Hackney could benefit from cash to save the capital’s railways

With the release of the Strategic Rail Authority’s Strategic Plan 2003, it is clear that there are not enough funds for long awaited rail projects in London.

It is crucial that Ken Livingstone’s claim to be leading the battle to save the capital’s railways is now backed with more money. With recent announcements on delays to the East London Line extension there have never been a more important time to improve existing services. Hackney would benefit from more cash for services through north London to Richmond and east through Stratford to Woolwich if the budget changes go through.

During the current TfL budget negotiations, Ian Brown, Head of Rail Services, requested £5 million for real improvements to the North London Line and instead has been allocated £1 million for studies and pilots. The £1 million is matched by the SRA, but this still falls far short of what is needed.

In contrast, the money originally requested by Rail Service would have been used for:
• more trains that would rapidly improve existing services
• platform lengthening for the later introduction of longer trains to increase capacity

Victor Anderson said, “The smaller scale improvements are cost effective and make a big difference to people’s lives. The appalling situation of funding from the SRA makes TfL’s contribution all the more critical.
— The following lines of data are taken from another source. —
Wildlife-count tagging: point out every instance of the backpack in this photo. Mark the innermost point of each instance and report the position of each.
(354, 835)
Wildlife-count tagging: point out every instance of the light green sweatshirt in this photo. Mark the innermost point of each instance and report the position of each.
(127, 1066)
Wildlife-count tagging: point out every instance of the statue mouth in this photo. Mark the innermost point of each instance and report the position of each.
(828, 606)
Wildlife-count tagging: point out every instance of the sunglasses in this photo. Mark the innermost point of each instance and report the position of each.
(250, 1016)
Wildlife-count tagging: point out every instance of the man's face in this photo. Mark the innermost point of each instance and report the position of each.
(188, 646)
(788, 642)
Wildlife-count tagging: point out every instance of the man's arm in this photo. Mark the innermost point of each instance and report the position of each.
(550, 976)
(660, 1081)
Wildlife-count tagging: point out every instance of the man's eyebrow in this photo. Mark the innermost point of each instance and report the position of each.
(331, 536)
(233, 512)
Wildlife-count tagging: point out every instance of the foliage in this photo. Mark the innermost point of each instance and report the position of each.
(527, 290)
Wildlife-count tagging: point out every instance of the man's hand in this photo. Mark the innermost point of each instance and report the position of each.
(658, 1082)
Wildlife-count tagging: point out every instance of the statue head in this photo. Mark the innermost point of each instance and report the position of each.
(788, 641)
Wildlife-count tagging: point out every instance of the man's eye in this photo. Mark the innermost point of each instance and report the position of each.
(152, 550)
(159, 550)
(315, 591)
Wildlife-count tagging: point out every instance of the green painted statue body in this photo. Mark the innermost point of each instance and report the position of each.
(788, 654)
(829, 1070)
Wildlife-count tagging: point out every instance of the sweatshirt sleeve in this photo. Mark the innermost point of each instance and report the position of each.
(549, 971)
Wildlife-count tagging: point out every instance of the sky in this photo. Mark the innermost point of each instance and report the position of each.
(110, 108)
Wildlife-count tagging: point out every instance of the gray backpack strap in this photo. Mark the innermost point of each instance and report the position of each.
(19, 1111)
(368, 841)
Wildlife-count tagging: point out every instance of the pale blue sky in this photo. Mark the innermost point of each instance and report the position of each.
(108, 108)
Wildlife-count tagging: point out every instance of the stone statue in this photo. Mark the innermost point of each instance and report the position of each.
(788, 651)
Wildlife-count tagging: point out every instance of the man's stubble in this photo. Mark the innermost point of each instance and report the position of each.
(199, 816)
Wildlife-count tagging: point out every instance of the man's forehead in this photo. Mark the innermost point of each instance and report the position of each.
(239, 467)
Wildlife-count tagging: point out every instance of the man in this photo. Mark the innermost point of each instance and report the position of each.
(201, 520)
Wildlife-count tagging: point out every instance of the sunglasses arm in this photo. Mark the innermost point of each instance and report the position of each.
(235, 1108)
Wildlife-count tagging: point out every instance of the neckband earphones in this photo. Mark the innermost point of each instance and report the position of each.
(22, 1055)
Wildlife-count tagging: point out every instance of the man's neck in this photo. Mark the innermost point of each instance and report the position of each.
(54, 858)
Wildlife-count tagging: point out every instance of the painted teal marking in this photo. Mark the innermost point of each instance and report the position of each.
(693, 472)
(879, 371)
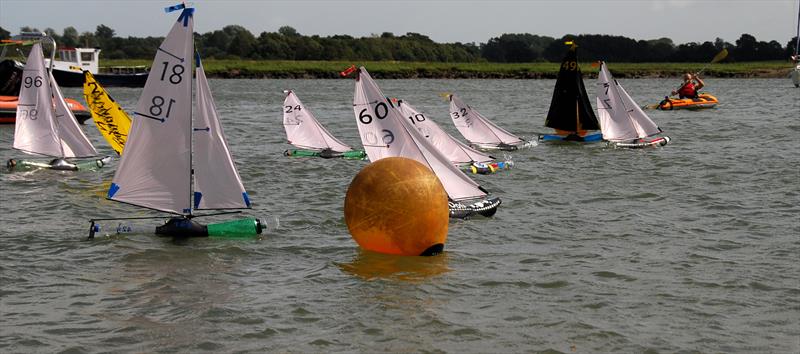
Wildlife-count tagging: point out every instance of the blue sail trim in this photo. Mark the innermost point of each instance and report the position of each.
(112, 190)
(187, 12)
(174, 8)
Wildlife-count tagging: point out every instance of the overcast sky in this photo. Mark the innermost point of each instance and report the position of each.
(442, 20)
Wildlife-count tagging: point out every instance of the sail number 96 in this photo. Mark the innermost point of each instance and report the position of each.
(569, 65)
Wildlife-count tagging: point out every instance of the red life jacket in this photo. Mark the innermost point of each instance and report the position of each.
(688, 90)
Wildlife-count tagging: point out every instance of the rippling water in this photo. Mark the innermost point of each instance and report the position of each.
(692, 247)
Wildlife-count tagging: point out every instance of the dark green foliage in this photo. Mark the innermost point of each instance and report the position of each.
(236, 42)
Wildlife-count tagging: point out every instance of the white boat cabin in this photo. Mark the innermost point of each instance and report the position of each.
(77, 59)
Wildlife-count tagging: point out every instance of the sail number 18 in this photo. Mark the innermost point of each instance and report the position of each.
(177, 73)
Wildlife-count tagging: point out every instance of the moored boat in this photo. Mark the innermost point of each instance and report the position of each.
(309, 136)
(8, 109)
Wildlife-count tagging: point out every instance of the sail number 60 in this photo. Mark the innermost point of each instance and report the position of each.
(381, 111)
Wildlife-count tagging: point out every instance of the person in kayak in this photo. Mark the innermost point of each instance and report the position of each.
(691, 85)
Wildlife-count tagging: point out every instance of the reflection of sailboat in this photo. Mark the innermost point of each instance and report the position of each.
(385, 134)
(370, 265)
(304, 131)
(45, 125)
(570, 113)
(458, 153)
(159, 164)
(796, 57)
(623, 123)
(110, 119)
(479, 131)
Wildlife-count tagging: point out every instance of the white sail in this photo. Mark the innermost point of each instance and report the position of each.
(35, 131)
(304, 131)
(155, 170)
(476, 128)
(217, 184)
(457, 152)
(74, 142)
(620, 117)
(385, 134)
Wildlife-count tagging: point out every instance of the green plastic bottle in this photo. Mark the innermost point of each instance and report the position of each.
(247, 227)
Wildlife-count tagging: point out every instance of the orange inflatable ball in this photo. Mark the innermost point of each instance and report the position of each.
(397, 206)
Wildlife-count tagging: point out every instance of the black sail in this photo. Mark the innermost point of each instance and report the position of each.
(570, 109)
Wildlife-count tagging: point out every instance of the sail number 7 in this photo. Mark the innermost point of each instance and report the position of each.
(381, 111)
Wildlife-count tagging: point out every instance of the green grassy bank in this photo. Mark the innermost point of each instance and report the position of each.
(402, 70)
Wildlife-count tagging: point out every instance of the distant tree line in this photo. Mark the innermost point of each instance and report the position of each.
(236, 42)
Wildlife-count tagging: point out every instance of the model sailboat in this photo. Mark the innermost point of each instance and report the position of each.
(45, 126)
(479, 131)
(160, 162)
(305, 132)
(110, 119)
(622, 122)
(384, 133)
(459, 154)
(796, 58)
(571, 114)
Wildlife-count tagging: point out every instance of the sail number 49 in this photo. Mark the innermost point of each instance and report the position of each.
(176, 76)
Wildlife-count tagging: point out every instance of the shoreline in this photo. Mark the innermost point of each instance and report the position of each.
(284, 69)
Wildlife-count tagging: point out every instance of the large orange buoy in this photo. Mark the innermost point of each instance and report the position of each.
(397, 206)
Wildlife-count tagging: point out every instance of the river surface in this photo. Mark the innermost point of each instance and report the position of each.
(694, 247)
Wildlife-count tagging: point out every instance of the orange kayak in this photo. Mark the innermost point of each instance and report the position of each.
(8, 109)
(703, 100)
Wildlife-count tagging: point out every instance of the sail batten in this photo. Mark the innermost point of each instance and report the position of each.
(476, 128)
(217, 184)
(384, 133)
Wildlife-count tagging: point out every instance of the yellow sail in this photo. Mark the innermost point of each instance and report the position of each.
(109, 117)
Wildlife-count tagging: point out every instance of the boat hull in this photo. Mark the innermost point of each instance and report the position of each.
(8, 110)
(572, 138)
(75, 79)
(704, 100)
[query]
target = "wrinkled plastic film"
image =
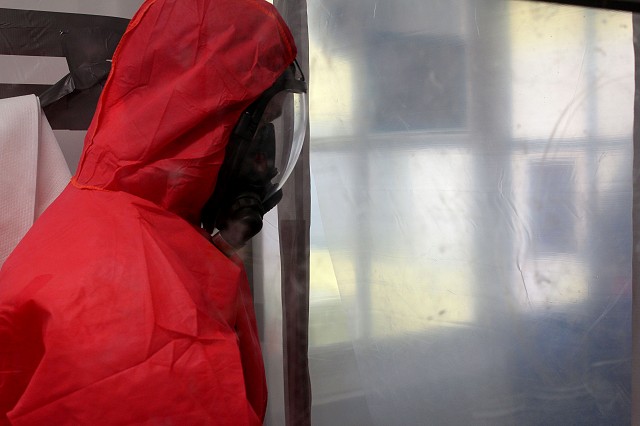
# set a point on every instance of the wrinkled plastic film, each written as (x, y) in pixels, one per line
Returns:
(471, 241)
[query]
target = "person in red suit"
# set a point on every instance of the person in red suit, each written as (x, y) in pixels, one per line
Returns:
(116, 308)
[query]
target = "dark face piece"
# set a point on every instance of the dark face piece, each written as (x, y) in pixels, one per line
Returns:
(245, 190)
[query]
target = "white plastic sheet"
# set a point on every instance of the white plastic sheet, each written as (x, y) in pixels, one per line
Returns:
(471, 226)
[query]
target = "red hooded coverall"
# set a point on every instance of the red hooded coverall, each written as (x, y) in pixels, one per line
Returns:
(114, 309)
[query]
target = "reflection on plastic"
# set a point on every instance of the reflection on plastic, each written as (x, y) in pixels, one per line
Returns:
(471, 220)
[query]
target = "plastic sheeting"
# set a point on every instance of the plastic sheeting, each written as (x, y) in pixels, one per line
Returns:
(471, 226)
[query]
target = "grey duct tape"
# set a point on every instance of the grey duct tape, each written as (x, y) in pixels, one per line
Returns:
(86, 41)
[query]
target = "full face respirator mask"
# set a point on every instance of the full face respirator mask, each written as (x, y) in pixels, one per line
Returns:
(262, 151)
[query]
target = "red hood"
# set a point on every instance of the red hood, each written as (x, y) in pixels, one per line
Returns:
(182, 74)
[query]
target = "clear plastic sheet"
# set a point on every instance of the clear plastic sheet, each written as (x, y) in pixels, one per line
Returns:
(471, 217)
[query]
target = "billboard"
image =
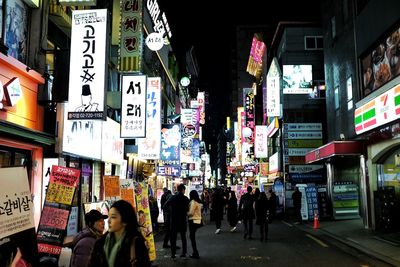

It is simply not good enough for Ken to claim to be supporting rail services, yet not use all his power to deliver on that promise.”

Suggested improvements would also contribute to the realisation of Orbirail – a circular rail system for London that would reduce the need to travel through the over-crowded central area. Not only will this be more pleasant for rail travellers, but will encourage people to use public transport. TfL recognise that the highest growth in car use in London is from orbital trips.

Victor Anderson warns, “It is particularly crucial to make these small scale improvements at a time when progress has stalled on larger more ambitious projects such as Thameslink and Crossrail. There is money available by shifting funds from road improvement schemes. Schemes that continue the vicious circle of encouraging car use at the cost of our health.”